4

The Conjugate Gradient algorithm (CG) is an iterative Matrix-vector multiplication based scheme for solving equations like $$Ax = b$$

Without having to calculate an explicit inverse $A^{-1}$ or some factorization of $A$.

I wonder if we have more complicated things we would want to calculate, for example $$(A^{-1}+C_1)(B^{-1}+C_2) x$$

Wherever we do encounter $M^{-1}v$ (if the matrix $M$ fulfills the requirements posed by the CG algorithm) we can calculate this by the CG algorithm.

While we could be certain that this approach shall work... Is it efficient or wasteful?

Do there exist some framework or expansion for CG which takes such things into account?

By linearity if we encounter $( {M_1}^{-1} + {M_2}^{-1} )v$ we can expand it like so : $${M_1}^{-1}v + {M_2}^{-1}v$$ and calculate the terms independently of each other.
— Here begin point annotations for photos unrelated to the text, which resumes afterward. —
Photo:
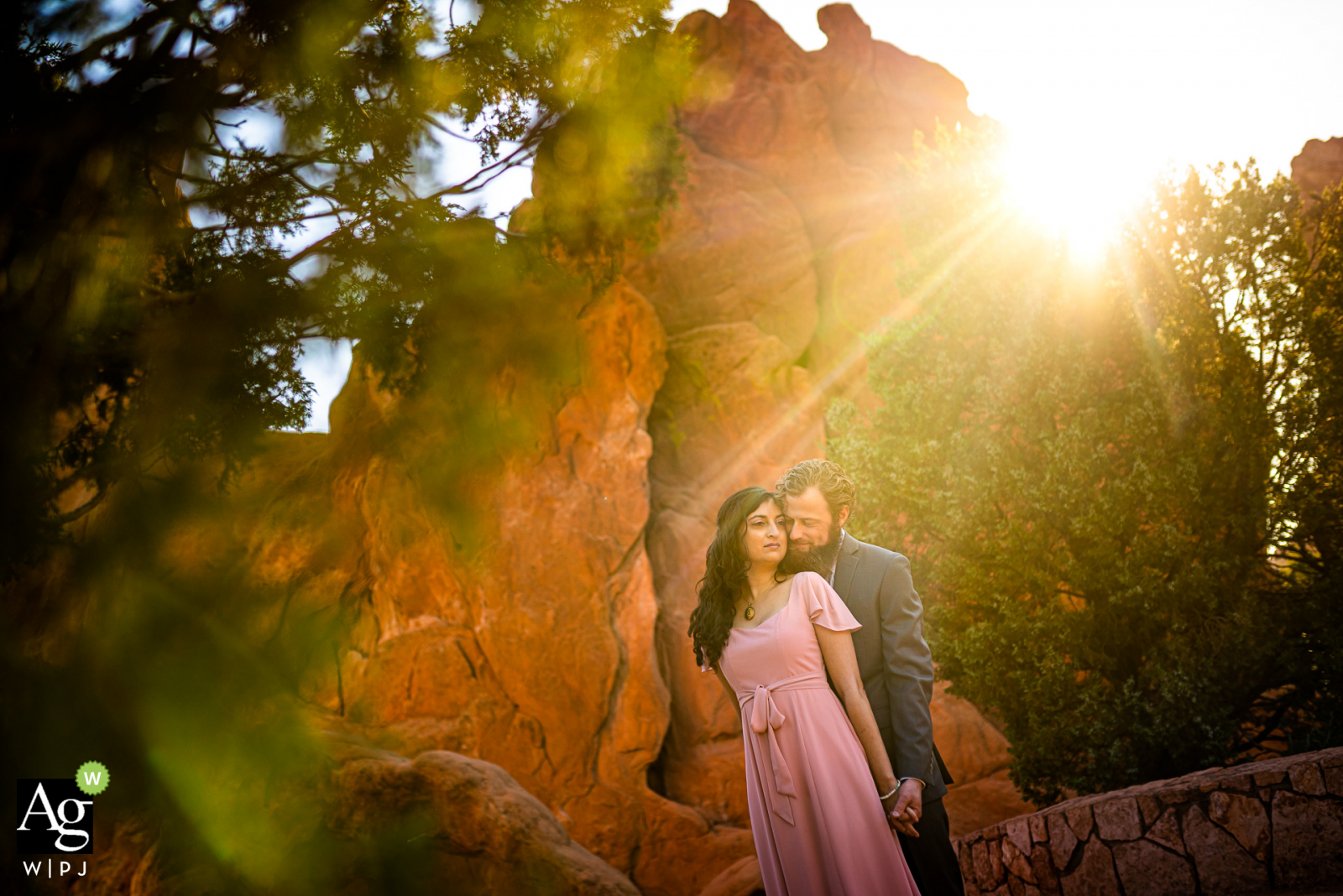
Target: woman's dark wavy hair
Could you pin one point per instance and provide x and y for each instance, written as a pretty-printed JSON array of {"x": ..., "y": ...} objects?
[{"x": 724, "y": 576}]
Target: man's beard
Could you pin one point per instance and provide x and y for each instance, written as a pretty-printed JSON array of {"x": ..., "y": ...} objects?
[{"x": 819, "y": 558}]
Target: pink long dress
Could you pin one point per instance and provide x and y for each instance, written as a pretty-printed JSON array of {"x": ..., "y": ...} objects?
[{"x": 816, "y": 813}]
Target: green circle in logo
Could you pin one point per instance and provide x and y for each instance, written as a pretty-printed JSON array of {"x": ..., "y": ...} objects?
[{"x": 93, "y": 779}]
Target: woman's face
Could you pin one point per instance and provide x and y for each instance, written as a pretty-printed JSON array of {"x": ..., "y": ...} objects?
[{"x": 766, "y": 541}]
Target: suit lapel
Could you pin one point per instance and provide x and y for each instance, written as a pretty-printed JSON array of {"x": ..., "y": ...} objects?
[{"x": 848, "y": 566}]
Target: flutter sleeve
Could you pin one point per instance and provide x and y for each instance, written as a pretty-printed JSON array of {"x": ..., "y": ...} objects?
[{"x": 825, "y": 608}]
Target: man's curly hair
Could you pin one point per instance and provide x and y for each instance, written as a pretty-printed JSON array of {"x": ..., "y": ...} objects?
[{"x": 826, "y": 475}]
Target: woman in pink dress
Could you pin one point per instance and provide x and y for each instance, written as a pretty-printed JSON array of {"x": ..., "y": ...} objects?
[{"x": 818, "y": 779}]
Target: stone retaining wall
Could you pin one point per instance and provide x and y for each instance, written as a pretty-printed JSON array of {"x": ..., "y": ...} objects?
[{"x": 1244, "y": 829}]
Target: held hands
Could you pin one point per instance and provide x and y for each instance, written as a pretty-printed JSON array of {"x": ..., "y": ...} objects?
[{"x": 906, "y": 808}]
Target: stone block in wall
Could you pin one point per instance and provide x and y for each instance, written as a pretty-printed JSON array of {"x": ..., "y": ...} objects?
[
  {"x": 1215, "y": 832},
  {"x": 1166, "y": 832},
  {"x": 1080, "y": 820},
  {"x": 1306, "y": 779},
  {"x": 1224, "y": 867},
  {"x": 1307, "y": 835},
  {"x": 1063, "y": 841},
  {"x": 1148, "y": 869},
  {"x": 1095, "y": 875},
  {"x": 1246, "y": 819},
  {"x": 1118, "y": 820}
]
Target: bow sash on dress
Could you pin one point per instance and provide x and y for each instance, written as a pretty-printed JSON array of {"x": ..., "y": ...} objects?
[{"x": 765, "y": 721}]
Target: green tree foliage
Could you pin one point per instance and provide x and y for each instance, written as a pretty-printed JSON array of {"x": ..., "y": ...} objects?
[
  {"x": 1119, "y": 488},
  {"x": 154, "y": 340},
  {"x": 159, "y": 270}
]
If we encounter $(M_1)^{-1}(M_2)^{-1}v$ we can calculate either $$(M_1)^{-1}(M_2^{-1}v)$$ in other words a two-step calculation, or we can do $(M_2M_1)^{-1}v$ where the matrix to be inverted can be treated either lazily decoupled inside of the CG algorithm or be explicitly calculated before. Which would be most efficient?

mathreadler
  • 26,534
  • 1
    This is generally wasteful because the inner solves need to be solved to an equal or tighter tolerance than the outer solve at each outer iteration. There are "flexible" krylov methods such as flexible gmres (fgmres) that may work, but will take a lot of memory because they require storing the whole krylov subspace. Another option is to define auxiliary variables to get rid of the inverses, and solve the resulting larger block system using a krylov method. The larger system will typically be indefinite, so minres is usually best. – Nick Alger Jun 02 '22 at 06:16
  • In which of the examples above will I need to run one whole CG for each CG iteration of the other? If not in the examples, can you give another example where it will be needed? – mathreadler Jun 02 '22 at 16:26
  • Yes, you will have to run the inner CG to a tight tolerance if the outer method is not flexible. I've expanded upon the auxiliary variables/block system idea in an answer below. – Nick Alger Jun 02 '22 at 21:48

1 Answers1

3

If you do an inner-outer CG method, where CG is used for the inner inverses within a CG iteration for the outer inverse, then achieving an overall error to be less than some tolerance $\epsilon$, requires you to do the inner solves to within tolerance $\epsilon$, for all outer iterations. This is typically quite expensive, and so it is not commonly done.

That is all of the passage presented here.